The company claims its decision to cut software prices, including those of its Office XP family, is a "customer-driven move," not motivated by the Linux/open-source threat.
Microsoft Corp. has begun dropping the prices of some of its flagship software products, starting with the Office XP family.
The Redmond, Wash., software company on Wednesday will announce that it is cutting retail prices by between 15 percent and 30 percent on a number of products in its Office XP product family.
Microsoft is cutting the retail price of both the Standard and Professional Office XP products by some 15 percent, while also dropping the price for stand-alone applications like Word 2002, Excel 2002, PowerPoint 2002 and Access 2002 by some 30 percent.
Retail pricing before the cuts was $479 for the Office XP Standard Edition and $579 for the Professional Edition.

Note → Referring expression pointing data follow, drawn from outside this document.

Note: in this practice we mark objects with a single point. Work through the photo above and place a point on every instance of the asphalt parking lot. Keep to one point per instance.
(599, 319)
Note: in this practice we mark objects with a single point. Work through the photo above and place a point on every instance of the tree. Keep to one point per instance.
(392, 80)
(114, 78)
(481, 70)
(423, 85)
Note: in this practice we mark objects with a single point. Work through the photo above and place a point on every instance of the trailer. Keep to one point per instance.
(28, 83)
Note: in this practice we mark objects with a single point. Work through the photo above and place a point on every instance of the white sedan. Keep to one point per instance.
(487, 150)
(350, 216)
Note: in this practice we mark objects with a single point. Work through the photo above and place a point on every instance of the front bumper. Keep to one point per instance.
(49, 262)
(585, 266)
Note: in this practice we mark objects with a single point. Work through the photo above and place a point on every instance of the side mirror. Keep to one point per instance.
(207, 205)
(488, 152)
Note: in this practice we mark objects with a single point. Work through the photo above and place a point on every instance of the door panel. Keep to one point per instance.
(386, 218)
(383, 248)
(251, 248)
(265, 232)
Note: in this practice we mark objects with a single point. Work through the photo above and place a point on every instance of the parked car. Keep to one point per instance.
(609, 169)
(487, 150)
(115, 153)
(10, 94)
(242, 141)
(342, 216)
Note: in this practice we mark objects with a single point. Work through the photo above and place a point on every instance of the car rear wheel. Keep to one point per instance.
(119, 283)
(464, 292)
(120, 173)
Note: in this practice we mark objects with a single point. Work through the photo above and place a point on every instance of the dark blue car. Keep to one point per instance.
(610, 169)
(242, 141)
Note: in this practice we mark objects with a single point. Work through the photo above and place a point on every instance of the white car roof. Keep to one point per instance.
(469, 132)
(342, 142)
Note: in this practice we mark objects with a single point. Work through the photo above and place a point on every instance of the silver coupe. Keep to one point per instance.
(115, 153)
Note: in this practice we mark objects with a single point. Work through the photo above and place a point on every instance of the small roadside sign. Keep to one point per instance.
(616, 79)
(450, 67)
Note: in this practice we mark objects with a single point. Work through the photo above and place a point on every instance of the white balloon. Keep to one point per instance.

The price reductions take effect Wednesday in the United States and Canada; they will also be rolled out globally.
While Microsoft has not announced or finalized the pricing for its upcoming Office 2003 family of products
, "quite frankly we dont expect retail pricing to change from these new prices," Dan Leach, the lead product manager for Office, told eWEEK in an interview.
That would effectively mean that customers who buy copies of Office 2003 through the retail channel when it becomes available late this summer will pay some 15 percent less than what Office XP cost when it was first released.
The latest pricing move is not a result of slipping sales, Leach said, as Microsofts financial statement for its third quarter
shows that Office sales grew by 9 percent year-over-year, attributable to increased sales of Office XP.
"We are always striving to make sure customers get the right software for their needs at an appropriate price," he said. "We want to give customers more options, bottom line. While we do take economic and other conditions into account, this is purely a customer-driven move to help price-conscious consumers benefit from the value of Office products."